En d'autres mots, le paragraphe 34(2) habilite le ministre à accorder un redressement exceptionnel, malgré la conclusion ayant déjà été tirée par l'agent d'immigration.
[28]Je suis d'accord avec la juge Mactavish pour dire que la décision d'accorder une dispense en vertu du paragraphe 34(2) sera normalement rendue après la décision relative à l'interdiction de territoire visée au paragraphe 34(1). La loi n'impose toutefois pas cette séquence. Il peut en effet y avoir, dans des cas exceptionnels, des raisons de réclamer une dispense avant qu'une décision ne soit prise au sujet de l'interdiction de territoire. Dans la plupart des cas, il serait préférable que la preuve soit présentée et que la Commission constate les faits avant que le ministre ne se penche sur la demande de dispense discrétionnaire.
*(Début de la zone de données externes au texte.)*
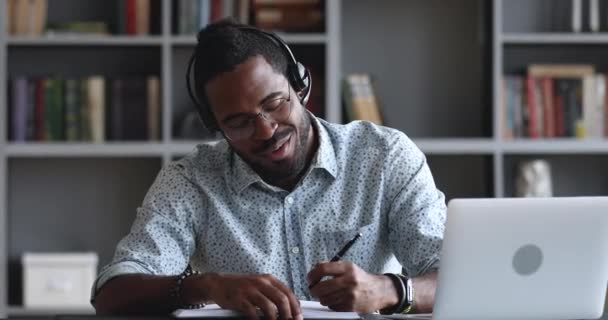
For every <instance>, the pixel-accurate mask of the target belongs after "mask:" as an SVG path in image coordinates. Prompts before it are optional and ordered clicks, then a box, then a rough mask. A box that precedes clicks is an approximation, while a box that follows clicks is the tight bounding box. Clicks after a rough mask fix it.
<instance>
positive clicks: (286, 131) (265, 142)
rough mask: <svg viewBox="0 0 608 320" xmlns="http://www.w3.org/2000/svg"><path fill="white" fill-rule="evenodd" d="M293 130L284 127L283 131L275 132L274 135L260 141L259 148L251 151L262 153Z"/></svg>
mask: <svg viewBox="0 0 608 320" xmlns="http://www.w3.org/2000/svg"><path fill="white" fill-rule="evenodd" d="M293 131H294V129H293V128H286V129H285V130H283V131H280V132H279V131H277V132H275V133H274V135H273V136H272V138H270V139H268V140H266V141H264V142H263V143H262V145H261V146H260V147H259V148H256V149H255V150H253V152H254V153H264V152H266V151H268V150H269V149H272V148H274V146H275V145H276V144H277V142H278V141H280V140H281V139H283V138H285V137H287V136H288V135H289V134H290V133H291V132H293Z"/></svg>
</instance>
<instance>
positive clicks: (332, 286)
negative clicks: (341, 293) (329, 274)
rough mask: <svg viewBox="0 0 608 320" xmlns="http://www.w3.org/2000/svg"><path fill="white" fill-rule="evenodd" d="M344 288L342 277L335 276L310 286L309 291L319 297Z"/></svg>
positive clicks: (312, 294) (343, 281) (318, 297)
mask: <svg viewBox="0 0 608 320" xmlns="http://www.w3.org/2000/svg"><path fill="white" fill-rule="evenodd" d="M344 289H345V286H344V281H343V277H336V278H333V279H329V280H325V281H321V282H319V283H317V284H316V285H315V286H313V287H312V288H310V293H311V294H312V295H313V296H315V297H317V298H319V299H321V297H324V296H327V295H329V294H332V293H334V292H340V291H342V290H344Z"/></svg>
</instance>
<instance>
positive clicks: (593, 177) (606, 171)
mask: <svg viewBox="0 0 608 320" xmlns="http://www.w3.org/2000/svg"><path fill="white" fill-rule="evenodd" d="M532 159H543V160H546V161H548V163H549V164H550V166H551V180H552V186H553V196H557V197H564V196H600V195H606V194H608V167H607V166H606V163H608V156H606V155H601V156H598V155H575V154H569V153H568V154H545V153H542V152H540V151H539V152H538V153H536V154H517V155H515V154H514V155H507V156H505V159H504V173H505V196H507V197H513V196H515V180H516V176H517V171H518V167H519V165H520V164H521V163H522V162H523V161H528V160H532Z"/></svg>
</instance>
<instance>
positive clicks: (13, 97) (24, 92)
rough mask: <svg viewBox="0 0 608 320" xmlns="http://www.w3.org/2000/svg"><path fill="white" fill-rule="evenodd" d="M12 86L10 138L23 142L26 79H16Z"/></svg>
mask: <svg viewBox="0 0 608 320" xmlns="http://www.w3.org/2000/svg"><path fill="white" fill-rule="evenodd" d="M12 84H13V90H12V91H13V92H12V99H13V102H12V109H13V110H12V117H13V119H12V129H13V133H12V137H13V141H17V142H24V141H25V140H26V136H27V107H28V97H27V79H26V78H25V77H17V78H15V79H14V80H13V83H12Z"/></svg>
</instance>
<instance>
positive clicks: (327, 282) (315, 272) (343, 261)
mask: <svg viewBox="0 0 608 320" xmlns="http://www.w3.org/2000/svg"><path fill="white" fill-rule="evenodd" d="M325 276H333V279H330V280H325V281H321V282H319V281H320V280H321V279H322V278H323V277H325ZM307 280H308V283H309V284H314V286H313V287H311V288H310V293H311V294H312V295H313V296H315V297H317V298H318V299H319V301H320V302H321V304H322V305H324V306H327V307H329V308H330V309H332V310H336V311H356V312H359V313H371V312H374V311H376V310H380V309H383V308H386V307H388V306H392V305H395V304H397V302H398V294H397V289H396V288H395V286H394V285H393V282H392V281H391V279H390V278H388V277H387V276H384V275H377V274H371V273H368V272H366V271H365V270H363V269H361V268H359V267H358V266H356V265H355V264H353V263H351V262H347V261H338V262H324V263H319V264H317V265H316V266H315V267H314V268H313V269H312V270H311V271H310V272H309V273H308V276H307ZM317 282H318V283H317Z"/></svg>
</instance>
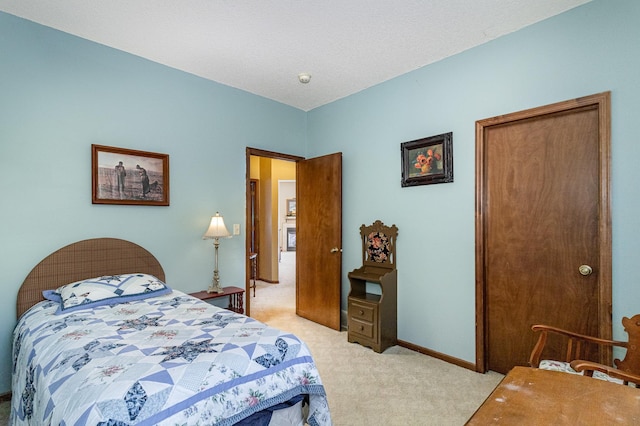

[29]Tout en reconnaissant qu'une décision ministé-rielle favorable permettrait d'éviter les conséquences négatives d'une interdiction de territoire, j'estime qu'il n'y a rien d'injuste sur le plan procédural à permettre que la Commission rende sa décision avant que le ministre n'examine la demande de dispense.
[30]La demande est par conséquent rejetée. M. Hassanzadeh n'a pas le droit d'exiger une décision du ministre avant que la Section de l'immigration ne procède à une enquête ou ne rende une décision dans le cadre de celle-ci.
[31]Le demandeur a proposé la certification de la question suivante:
La Section de l'immigration a-t-elle compétence pour prononcer l'interdiction de territoire d'un résident permanent ou d'un ressortissant étranger pour l'une des raisons de sécurité énumérées à l'article 34 de la Loi sur l'immigration et la protection des réfugiés lorsqu'une demande de dispense ministérielle présentée en vertu du paragraphe 34(2) est en instance?
[32]Le défendeur s'oppose à la certification d'une question se rapportant à l'interprétation de l'article 34 et il soumet à l'examen de la Cour une version modifiée de la question du demandeur.
La Section de l'immigration a-t-elle l'obligation d'ajourner indéfiniment chaque enquête portant sur une interdiction de territoire tant que la demande de dispense ministérielle qui a été soumise n'a pas été tranchée?
[33]L'arrêt que la Cour d'appel a rendu en réponse à la requête en réexamen dont elle était saisie dans l'affaire Poshteh, tranche à mon avis la question dont le demandeur souhaite la certification. Je refuse donc de certifier cette question.
ORDONNANCE
LA COUR rejette la présente demande et ne certifie aucune question.